Briana White DNP, RN, CNL

Second Advisor

Deborah Simonton EdD, RN, CNL

Third Advisor

Pamela Kallmerten PHD, DNP, RN, CNL

Abstract

Abstract

Background: Symptoms of severe mental illnesses can result in Personal Safety Emergencies (PSE’s) in the acute in-patient psychiatric setting. As part of treatment of PSE’s, restrictive interventions such as seclusion are utilized in current practice to maintain the safety of the patient, peers, staff, and the environment. Evidence-based research has shown restrictive interventions can cause physical and psychological harm to both patients and staff. Reducing restrictive interventions continues to be a priority to create the most therapeutic environment possible. Evidence-based research has shown that sensory modulation is a non-restrictive intervention that can reduce the use of restrictive interventions, decrease workplace violence, decrease patient distress and anxiety, and improve patient and staff relations.

Methods: The Plan-Do-Study-Act (PDSA) model for Quality Improvement (QI) was utilized. Data from pre-training and post-training surveys completed by training attendees, the hospital’s internal PSE and restrictive interventions report trend data, and unit and staff rounding thematic data was collected and analyzed.

Intervention: The project lead, in collaboration with hospital subject matter experts and key stakeholders, developed and presented in-person and online educational training to staff on sensory modulation to reduce PSE’s and patient time in seclusion.

Results: Correct responses for all participants for all knowledge-based questions improved after the training in comparison to before the training. Reported confidence levels by all participants in presenting sensory modulation interventions to patients improved after the training in comparison to before the training. There was a 67% decrease in the unit’s number of PSEs from the one week prior to the training to the two weeks after the training. There was an 86.7% decrease in the unit’s patient seclusion minutes from the one week prior to the training to the two weeks after the training.

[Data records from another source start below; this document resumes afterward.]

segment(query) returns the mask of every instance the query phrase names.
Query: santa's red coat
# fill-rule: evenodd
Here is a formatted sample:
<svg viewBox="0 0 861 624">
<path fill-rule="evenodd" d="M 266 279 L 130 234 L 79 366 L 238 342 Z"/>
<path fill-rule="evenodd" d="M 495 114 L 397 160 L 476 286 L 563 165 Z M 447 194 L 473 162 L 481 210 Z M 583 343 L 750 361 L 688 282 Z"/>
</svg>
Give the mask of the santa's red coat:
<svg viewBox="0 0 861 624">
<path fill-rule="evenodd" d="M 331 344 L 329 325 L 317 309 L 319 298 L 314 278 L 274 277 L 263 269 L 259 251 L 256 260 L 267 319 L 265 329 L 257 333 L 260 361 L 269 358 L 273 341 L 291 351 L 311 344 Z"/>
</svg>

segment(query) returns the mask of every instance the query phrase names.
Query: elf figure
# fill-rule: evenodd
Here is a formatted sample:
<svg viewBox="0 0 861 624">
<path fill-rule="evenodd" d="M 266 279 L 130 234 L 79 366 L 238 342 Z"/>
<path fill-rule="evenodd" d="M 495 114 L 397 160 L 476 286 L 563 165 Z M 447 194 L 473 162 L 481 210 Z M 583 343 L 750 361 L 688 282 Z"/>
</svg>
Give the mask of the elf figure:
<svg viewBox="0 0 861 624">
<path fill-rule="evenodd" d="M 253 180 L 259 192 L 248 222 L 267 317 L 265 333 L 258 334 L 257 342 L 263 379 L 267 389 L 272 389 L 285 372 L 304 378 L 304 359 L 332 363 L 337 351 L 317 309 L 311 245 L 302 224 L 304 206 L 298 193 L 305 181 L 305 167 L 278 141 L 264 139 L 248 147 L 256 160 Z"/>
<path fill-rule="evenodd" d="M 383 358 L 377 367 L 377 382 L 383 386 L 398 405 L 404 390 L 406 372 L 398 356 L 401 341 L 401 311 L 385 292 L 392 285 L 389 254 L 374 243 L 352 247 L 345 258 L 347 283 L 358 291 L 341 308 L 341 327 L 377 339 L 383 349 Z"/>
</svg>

Conclusion: The implementation of this QI project increased the knowledge of sensory modulation and confidence to integrate it into patient therapeutic options by direct patient care staff. This project supported that sensory modulation is an achievable and effective intervention to reduce personal safety emergencies and the use of seclusion. Sensory modulation education and techniques should be integrated hospital-wide. Additional QI and research should be conducted to continue to gather evidence on the beneficial and therapeutic effects of sensory modulation in the acute in-patient psychiatric setting.